Is about the size of a large fist
and so, as we’re told, is also the size of the human heart.
Is a tight case of coiled wire, of rolling magnets.
Is a translation from kinetic quickness to alternating currents.
Is where the serpentine belt spins out golden strands of voltage.
This is what the alternator is. This is what it does.
This is what it stopped doing one October evening on highway 191.
Waiting for a tow in the fading light, we collected seeds from the hesperaloe,
from the dried, brittle head of what had been a brilliant red flower.
The seeds, small black wedges, like slices of carbon
or misshapen tokens for some infernal ferryman.
Parts and Labor
The following evening, having reached the place,
We walked out the length of an old road cut,
Which led from the highway to a water tank and some microwave towers.
The roadbed eroded, unmade, its reclamation reclaimed
Littered with rabbit droppings, deer bones, and snake skins
grown over in dry, golden grasses, in juniper and yucca.
Scraping through the fallen leaves and standing tangles of scrub oak
Tom asks, “Dad, what comes after people?”

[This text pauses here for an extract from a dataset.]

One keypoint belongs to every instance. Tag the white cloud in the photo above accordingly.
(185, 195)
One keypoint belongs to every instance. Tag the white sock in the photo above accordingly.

Tom, who four years ago was, himself, not yet the size of my fist,
Who was barely his own heartbeat, who was, himself, before people.
“What comes after people?”
He reaches, and from amid the clumps of tar-fixed gravel and rode base,
Plucks it up, a grey one, corrugated on one side, about the size of a sunglass lens.
He holds it in the air, then sets it down, finding others,
Left by the ones whose lives passed between the plateau and cliffside,
The ones who dressed themselves in black, iridescent wool spun from turkey feathers.
The ones who had left the valley now named for dead warrior kings. Montezuma. Cortez.
A few days stalking their quiet memory. A few nights of fires,
And we trace our way back,
Stopping to take on a sack of dried beans from the red fields.
Some melons from the Green River.
And, at the cinderblock toilets, piñon nuts,
Where millions litter the ground amid the spat gum and idling semis.